Politicians now ‘nothing like Mandela’

For South Africa, the death of its most loved leader comes at a time when the nation, which basked in global goodwill after apartheid ended, has been experiencing labor unrest, growing protests against poor services, poverty, crime and unemployment and corruption scandals tainting Zuma’s rule.

Many saw today’s South Africa – the African continent’s biggest economy but also one of the world’s most unequal – still distant from being the “Rainbow Nation” ideal of social peace and shared prosperity that Mandela had proclaimed on his triumphant release from prison in 1990.

“I feel like I lost my father, someone who would look out for me,” said Joseph Nkosi, 36, a security guard from Alexandra township in Johannesburg.

Referring to Mandela by his clan name, he added: “Now without Madiba I feel like I don’t have a chance. The rich will get richer and simply forget about us. The poor don’t matter to them. Look at our politicians, they are nothing like Madiba.”

The crowd around Mandela’s home in Houghton preferred to celebrate his achievement in bringing South Africans together.

For 16-year-old Michael Lowry, who has no memory of the apartheid system that ended in 1994, Mandela’s legacy means he can have non-white friends. He attended two schools where Mandela’s great grandchildren were also students.

“I hear stories that my parents tell me and I’m just shocked that such a country could exist. I couldn’t imagine just going to school with just white friends,” Lowry said.

Shortly after the news of Mandela’s death, Tutu had tried to calm fears that the absence of the man who steered South Africa to democracy might revive some of the ghosts of apartheid.

“To suggest that South Africa might go up in flames – as some have predicted – is to discredit South Africans and Madiba’s legacy,” Tutu said in a statement on Thursday.

“The sun will rise tomorrow, and the next day and the next … It may not appear as bright as yesterday, but life will carry on,” Tutu said.

Long-term impact

Zuma and his ruling African National Congress face presidential and legislative elections next year which are expected to reveal discontent among voters about pervasive poverty and unemployment 20 years after the end of apartheid.

But the former liberation movement is expected to maintain its predominance in South African politics.

Mark Rosenberg, Senior Africa Analyst at the Eurasia Group, said that while Mandela’s death might even give the ANC a sympathy-driven boost for elections due next year, it would hurt the party in the long term.

He saw Mandela’s absence “sapping the party’s historical legitimacy and encouraging rejection by voters who believe the ANC has failed to deliver on its economic promises and become mired in corruption.”

Mandela rose from rural obscurity to challenge the might of white minority rule – a struggle that gave the 20th century one of its most respected and loved figures.

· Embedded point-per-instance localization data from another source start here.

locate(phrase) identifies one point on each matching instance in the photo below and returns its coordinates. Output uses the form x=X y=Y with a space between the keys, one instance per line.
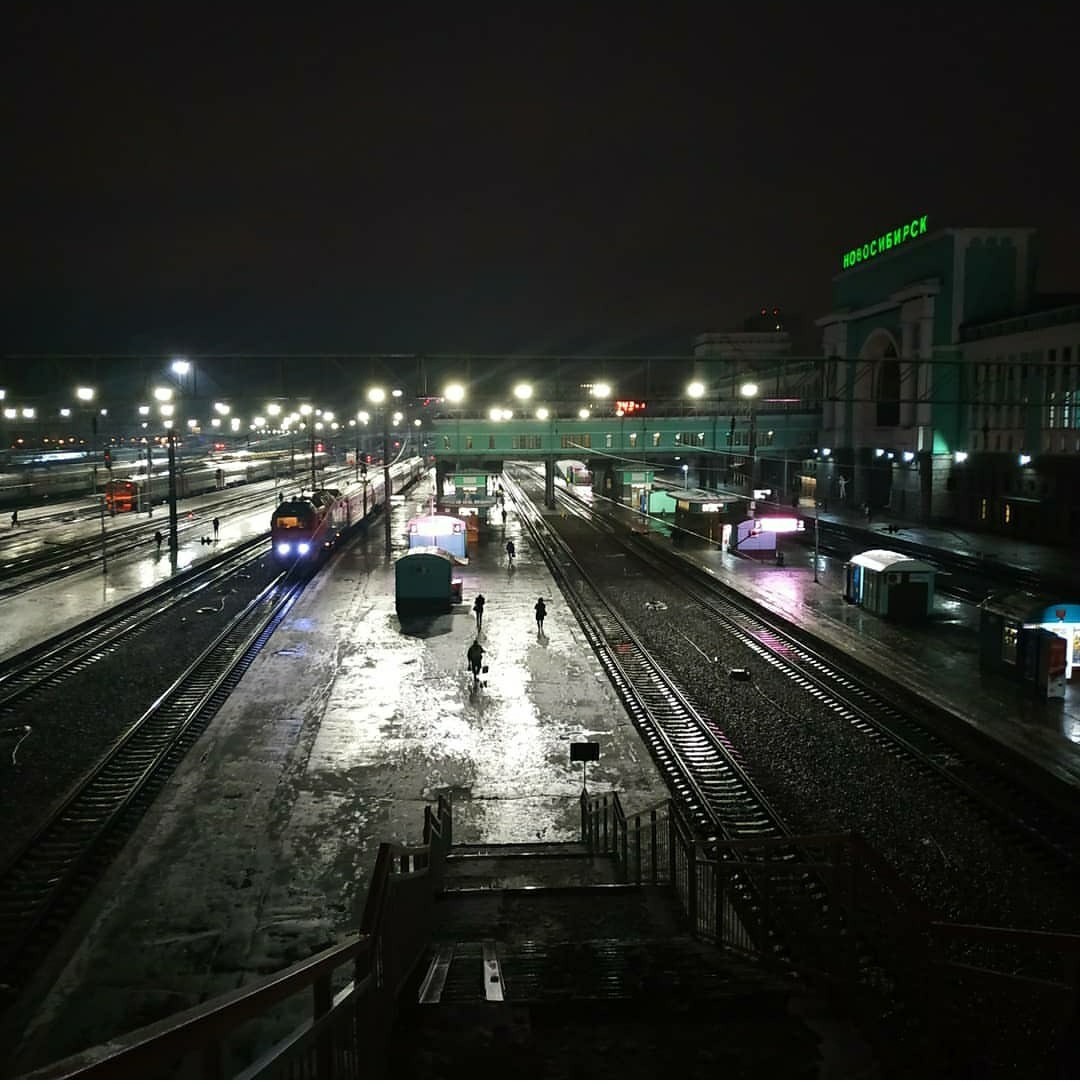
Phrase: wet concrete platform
x=259 y=850
x=937 y=659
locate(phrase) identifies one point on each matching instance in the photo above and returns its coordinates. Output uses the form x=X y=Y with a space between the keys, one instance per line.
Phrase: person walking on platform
x=475 y=658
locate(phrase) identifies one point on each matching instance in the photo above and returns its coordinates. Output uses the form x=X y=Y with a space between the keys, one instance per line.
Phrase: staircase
x=637 y=954
x=543 y=964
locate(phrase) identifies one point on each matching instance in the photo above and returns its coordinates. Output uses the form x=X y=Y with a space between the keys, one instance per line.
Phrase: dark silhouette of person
x=475 y=658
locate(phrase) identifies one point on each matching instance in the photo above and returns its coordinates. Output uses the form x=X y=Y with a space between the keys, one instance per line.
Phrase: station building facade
x=950 y=388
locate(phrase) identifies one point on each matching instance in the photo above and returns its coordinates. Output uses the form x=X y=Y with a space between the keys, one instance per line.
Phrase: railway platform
x=259 y=849
x=937 y=660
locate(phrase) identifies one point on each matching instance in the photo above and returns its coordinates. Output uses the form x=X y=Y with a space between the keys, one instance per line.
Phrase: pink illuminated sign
x=778 y=524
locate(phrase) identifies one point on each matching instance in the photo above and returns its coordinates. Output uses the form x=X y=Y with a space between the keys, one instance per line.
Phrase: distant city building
x=950 y=387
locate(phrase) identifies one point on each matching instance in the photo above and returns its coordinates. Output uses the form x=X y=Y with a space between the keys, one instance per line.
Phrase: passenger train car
x=573 y=472
x=439 y=530
x=131 y=494
x=306 y=526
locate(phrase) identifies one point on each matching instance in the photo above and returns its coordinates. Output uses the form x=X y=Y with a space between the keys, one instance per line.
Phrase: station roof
x=435 y=524
x=889 y=561
x=419 y=551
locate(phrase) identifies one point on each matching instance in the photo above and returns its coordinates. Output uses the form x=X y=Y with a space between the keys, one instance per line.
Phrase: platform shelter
x=890 y=584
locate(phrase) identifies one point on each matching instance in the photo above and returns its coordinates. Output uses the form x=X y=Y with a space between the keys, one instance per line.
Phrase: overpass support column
x=440 y=480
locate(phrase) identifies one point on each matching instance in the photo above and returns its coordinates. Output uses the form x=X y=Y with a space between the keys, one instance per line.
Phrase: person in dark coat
x=475 y=658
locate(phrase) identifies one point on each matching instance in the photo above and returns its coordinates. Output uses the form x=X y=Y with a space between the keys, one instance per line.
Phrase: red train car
x=305 y=527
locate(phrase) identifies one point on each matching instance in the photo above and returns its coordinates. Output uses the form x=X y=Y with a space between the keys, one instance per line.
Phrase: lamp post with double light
x=749 y=392
x=167 y=410
x=377 y=397
x=85 y=396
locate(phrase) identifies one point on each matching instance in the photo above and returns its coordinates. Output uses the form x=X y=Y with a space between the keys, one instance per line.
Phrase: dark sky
x=598 y=178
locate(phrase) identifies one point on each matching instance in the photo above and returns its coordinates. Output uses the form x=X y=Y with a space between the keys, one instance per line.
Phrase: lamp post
x=85 y=396
x=749 y=392
x=164 y=397
x=378 y=398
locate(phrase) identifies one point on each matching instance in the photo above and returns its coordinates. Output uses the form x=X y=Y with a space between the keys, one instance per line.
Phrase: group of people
x=475 y=652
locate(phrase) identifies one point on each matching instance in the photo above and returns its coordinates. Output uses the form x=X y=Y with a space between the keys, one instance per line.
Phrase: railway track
x=702 y=768
x=50 y=877
x=879 y=709
x=55 y=659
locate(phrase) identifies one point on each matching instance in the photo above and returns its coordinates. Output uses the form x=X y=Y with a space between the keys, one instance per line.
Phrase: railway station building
x=951 y=387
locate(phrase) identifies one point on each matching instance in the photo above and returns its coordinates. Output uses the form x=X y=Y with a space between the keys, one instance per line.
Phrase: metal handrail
x=656 y=846
x=346 y=1033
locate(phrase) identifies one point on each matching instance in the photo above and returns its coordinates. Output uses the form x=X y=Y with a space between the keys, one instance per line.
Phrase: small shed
x=890 y=584
x=439 y=530
x=424 y=581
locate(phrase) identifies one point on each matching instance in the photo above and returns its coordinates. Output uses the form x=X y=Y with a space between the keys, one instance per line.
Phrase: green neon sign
x=884 y=242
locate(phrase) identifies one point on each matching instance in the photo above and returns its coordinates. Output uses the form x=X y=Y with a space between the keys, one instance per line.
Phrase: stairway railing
x=344 y=1035
x=942 y=969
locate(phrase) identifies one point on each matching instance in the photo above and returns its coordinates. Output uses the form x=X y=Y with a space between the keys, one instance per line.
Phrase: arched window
x=887 y=392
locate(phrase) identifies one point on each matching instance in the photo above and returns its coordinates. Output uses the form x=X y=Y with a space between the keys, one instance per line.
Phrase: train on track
x=573 y=472
x=304 y=527
x=131 y=493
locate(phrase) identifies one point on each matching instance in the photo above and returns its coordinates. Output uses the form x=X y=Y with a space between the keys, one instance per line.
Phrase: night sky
x=516 y=178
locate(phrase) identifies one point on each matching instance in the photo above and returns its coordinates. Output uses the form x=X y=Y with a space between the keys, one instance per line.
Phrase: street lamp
x=85 y=396
x=377 y=397
x=749 y=392
x=181 y=368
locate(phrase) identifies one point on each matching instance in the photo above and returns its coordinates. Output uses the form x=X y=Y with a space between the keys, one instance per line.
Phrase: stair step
x=512 y=917
x=674 y=971
x=513 y=868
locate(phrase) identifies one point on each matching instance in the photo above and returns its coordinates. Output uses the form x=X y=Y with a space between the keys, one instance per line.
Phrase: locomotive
x=306 y=526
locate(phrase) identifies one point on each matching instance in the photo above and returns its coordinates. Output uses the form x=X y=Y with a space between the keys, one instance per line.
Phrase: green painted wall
x=990 y=275
x=874 y=281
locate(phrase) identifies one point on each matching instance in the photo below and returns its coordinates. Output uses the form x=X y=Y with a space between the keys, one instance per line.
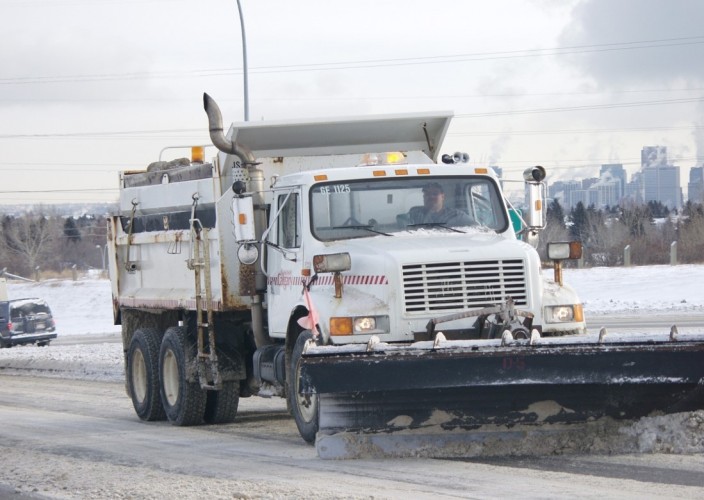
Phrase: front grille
x=452 y=286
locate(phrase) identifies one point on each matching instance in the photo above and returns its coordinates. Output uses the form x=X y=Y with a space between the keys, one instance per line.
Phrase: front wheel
x=184 y=401
x=303 y=406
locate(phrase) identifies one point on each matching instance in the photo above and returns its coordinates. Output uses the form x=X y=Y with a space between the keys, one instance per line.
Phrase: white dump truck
x=333 y=233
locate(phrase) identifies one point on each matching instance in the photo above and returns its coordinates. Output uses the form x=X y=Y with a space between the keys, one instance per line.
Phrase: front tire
x=303 y=406
x=184 y=402
x=143 y=375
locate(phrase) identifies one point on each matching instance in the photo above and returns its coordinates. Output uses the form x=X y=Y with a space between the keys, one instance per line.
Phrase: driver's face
x=433 y=199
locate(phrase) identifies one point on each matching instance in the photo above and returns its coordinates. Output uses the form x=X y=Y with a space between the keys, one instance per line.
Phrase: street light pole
x=244 y=64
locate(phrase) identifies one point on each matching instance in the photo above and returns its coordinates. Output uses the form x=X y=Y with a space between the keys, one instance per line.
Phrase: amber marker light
x=340 y=326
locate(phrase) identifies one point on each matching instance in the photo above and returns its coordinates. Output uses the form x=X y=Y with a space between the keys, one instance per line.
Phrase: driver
x=434 y=210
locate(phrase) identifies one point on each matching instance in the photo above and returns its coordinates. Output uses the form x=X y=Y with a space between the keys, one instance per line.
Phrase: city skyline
x=94 y=87
x=657 y=180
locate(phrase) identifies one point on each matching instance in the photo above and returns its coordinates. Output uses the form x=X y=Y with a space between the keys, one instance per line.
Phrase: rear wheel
x=221 y=406
x=303 y=406
x=184 y=401
x=143 y=374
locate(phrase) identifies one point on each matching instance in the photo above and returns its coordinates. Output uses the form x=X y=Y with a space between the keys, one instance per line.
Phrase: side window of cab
x=289 y=224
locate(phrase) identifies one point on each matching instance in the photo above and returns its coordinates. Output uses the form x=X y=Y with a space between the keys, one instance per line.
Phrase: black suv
x=26 y=321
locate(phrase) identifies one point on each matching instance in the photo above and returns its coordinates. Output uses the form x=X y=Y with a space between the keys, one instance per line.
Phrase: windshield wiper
x=367 y=227
x=435 y=224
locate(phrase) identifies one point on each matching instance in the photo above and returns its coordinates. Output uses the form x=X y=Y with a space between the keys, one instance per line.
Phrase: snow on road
x=83 y=310
x=84 y=307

He was among the first to advocate armed resistance to apartheid in 1960 but was quick to preach reconciliation and forgiveness when the white minority began easing its grip on power 30 years later.

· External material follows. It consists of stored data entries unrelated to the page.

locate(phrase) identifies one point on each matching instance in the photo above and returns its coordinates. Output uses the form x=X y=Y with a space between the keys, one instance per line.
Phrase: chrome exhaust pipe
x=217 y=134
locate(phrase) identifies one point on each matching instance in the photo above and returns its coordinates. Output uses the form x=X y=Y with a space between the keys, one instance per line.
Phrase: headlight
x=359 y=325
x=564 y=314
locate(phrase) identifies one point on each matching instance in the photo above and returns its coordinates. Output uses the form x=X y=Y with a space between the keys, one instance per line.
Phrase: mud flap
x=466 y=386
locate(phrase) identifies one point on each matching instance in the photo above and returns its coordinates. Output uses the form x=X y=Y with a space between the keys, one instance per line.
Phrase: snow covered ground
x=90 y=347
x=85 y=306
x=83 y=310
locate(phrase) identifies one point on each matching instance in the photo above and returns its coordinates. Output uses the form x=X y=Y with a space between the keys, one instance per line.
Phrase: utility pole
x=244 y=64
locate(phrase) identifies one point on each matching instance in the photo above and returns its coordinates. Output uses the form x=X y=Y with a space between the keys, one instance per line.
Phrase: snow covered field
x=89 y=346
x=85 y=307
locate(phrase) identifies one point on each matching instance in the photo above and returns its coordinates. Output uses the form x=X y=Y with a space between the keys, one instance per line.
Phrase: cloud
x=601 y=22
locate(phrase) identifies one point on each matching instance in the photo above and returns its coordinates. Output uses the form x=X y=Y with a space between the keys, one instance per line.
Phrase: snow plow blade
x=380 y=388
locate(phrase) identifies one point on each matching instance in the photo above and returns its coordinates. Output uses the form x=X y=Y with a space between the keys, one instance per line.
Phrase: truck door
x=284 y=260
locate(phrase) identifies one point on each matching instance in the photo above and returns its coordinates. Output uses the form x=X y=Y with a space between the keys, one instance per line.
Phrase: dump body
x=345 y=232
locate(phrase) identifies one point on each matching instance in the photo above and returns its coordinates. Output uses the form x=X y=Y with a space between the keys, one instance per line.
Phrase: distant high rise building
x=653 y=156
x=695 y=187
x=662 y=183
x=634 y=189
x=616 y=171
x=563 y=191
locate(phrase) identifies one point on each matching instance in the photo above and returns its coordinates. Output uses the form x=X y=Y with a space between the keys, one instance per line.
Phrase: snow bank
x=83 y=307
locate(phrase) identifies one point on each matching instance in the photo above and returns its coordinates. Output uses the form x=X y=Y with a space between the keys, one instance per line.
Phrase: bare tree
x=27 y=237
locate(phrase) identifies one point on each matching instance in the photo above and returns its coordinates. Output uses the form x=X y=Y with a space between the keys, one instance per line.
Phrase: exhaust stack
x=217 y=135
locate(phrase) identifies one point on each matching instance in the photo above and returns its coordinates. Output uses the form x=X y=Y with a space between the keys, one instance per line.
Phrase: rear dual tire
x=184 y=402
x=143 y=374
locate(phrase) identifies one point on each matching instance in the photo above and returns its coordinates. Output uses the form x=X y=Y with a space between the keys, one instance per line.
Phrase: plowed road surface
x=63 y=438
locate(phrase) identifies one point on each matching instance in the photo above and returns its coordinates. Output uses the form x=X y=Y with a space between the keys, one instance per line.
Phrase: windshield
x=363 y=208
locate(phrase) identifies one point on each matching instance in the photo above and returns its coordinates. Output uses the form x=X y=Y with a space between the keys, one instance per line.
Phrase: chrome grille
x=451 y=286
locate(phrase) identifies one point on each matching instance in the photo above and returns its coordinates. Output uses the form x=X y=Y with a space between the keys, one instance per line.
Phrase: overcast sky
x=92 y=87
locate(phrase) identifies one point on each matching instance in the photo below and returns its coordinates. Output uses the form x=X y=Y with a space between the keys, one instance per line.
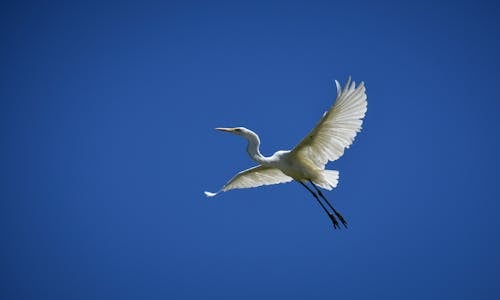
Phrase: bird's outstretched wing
x=337 y=128
x=254 y=177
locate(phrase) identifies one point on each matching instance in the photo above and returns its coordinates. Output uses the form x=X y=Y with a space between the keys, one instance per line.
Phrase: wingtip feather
x=209 y=194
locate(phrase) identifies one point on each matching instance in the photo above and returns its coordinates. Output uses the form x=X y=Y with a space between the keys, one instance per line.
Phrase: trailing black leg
x=332 y=217
x=341 y=218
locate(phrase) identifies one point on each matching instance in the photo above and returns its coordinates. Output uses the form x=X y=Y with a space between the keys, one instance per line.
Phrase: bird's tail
x=328 y=179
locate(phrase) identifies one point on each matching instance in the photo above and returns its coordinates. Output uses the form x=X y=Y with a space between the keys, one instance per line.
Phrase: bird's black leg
x=332 y=217
x=341 y=218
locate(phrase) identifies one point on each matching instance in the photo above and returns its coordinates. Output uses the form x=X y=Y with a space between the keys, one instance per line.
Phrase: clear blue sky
x=106 y=119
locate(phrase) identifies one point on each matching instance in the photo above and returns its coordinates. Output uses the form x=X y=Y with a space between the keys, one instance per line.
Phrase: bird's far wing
x=254 y=177
x=337 y=128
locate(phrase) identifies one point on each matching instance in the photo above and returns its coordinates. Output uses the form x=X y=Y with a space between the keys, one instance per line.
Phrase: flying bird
x=306 y=163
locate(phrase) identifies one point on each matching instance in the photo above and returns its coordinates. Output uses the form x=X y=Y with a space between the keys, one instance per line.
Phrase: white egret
x=306 y=162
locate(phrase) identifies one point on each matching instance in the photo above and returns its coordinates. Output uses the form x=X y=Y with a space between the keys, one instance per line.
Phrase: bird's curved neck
x=253 y=149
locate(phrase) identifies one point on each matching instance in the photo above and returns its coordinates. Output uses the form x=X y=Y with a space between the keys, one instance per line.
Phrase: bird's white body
x=306 y=162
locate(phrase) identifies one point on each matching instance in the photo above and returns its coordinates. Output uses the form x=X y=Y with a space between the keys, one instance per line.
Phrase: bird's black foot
x=341 y=218
x=334 y=221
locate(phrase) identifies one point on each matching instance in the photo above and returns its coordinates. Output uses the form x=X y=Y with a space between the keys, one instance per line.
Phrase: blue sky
x=107 y=118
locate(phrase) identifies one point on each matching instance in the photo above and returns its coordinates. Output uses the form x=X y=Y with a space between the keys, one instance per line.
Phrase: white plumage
x=334 y=133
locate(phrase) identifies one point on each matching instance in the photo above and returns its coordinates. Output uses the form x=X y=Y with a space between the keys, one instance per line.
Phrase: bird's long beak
x=225 y=129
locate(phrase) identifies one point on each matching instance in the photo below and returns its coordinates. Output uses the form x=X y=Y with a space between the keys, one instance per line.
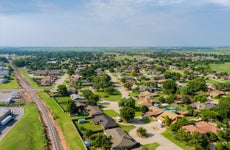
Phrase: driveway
x=154 y=135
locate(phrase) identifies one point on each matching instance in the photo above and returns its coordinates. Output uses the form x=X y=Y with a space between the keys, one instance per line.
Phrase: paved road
x=118 y=86
x=53 y=135
x=154 y=135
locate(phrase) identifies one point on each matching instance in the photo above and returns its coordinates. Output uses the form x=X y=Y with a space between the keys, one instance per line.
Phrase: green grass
x=27 y=133
x=111 y=98
x=89 y=125
x=126 y=128
x=12 y=84
x=31 y=82
x=221 y=67
x=111 y=113
x=169 y=135
x=73 y=139
x=151 y=146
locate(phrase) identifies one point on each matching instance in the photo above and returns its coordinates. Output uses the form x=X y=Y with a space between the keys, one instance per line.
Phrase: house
x=47 y=81
x=202 y=106
x=3 y=80
x=120 y=139
x=172 y=115
x=201 y=127
x=4 y=71
x=93 y=111
x=216 y=93
x=154 y=111
x=75 y=97
x=105 y=121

He was elected president in landmark all-race elections in 1994 after helping to steer the racially divided country towards reconciliation and away from civil war.

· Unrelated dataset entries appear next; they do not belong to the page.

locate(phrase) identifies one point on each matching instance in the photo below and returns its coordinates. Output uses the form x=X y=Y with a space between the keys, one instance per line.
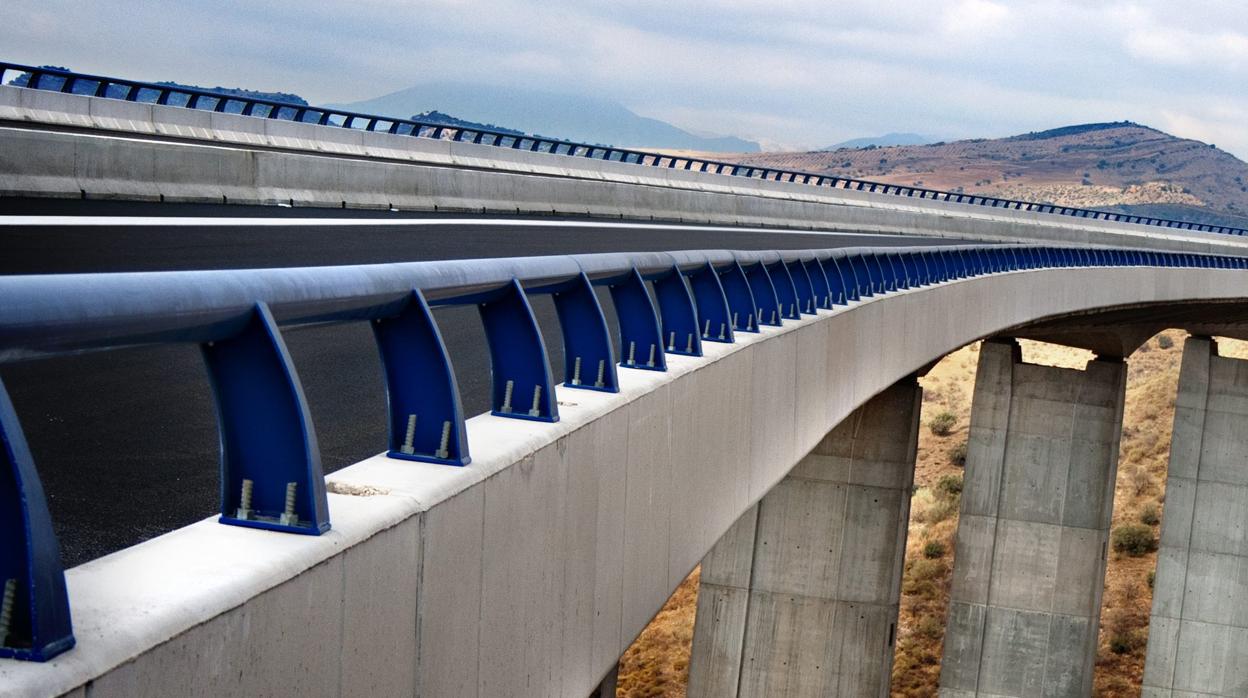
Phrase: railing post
x=34 y=604
x=270 y=462
x=522 y=383
x=426 y=417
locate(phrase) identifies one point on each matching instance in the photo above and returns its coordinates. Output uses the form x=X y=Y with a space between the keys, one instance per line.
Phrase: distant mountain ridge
x=546 y=113
x=881 y=141
x=1117 y=166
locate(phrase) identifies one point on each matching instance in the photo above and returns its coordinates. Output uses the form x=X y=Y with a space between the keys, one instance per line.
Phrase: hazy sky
x=798 y=74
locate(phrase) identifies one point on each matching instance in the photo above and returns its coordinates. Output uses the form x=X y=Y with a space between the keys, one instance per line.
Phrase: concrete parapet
x=136 y=151
x=536 y=566
x=800 y=596
x=1198 y=632
x=1032 y=537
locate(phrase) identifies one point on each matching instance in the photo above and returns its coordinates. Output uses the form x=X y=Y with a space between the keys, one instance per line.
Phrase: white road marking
x=186 y=221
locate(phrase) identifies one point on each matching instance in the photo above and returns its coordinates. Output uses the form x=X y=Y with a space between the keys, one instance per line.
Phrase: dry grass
x=657 y=664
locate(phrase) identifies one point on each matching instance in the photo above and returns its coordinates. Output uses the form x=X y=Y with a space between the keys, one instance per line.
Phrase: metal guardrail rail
x=271 y=476
x=131 y=90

Mandela was awarded the Nobel Peace Prize in 1993, an honor he shared with F.W. de Klerk, the white Afrikaner president who released him in 1990. Reacting to his death, the Nobel Committee said Mandela would remain one of the greatest ever prizewinners.

In 1999, Mandela handed over power to younger leaders better equipped to manage a modern economy – a rare voluntary departure from power cited as an example to African leaders.

This made him an exception on a continent with a bloody history of long-serving autocrats and violent coups.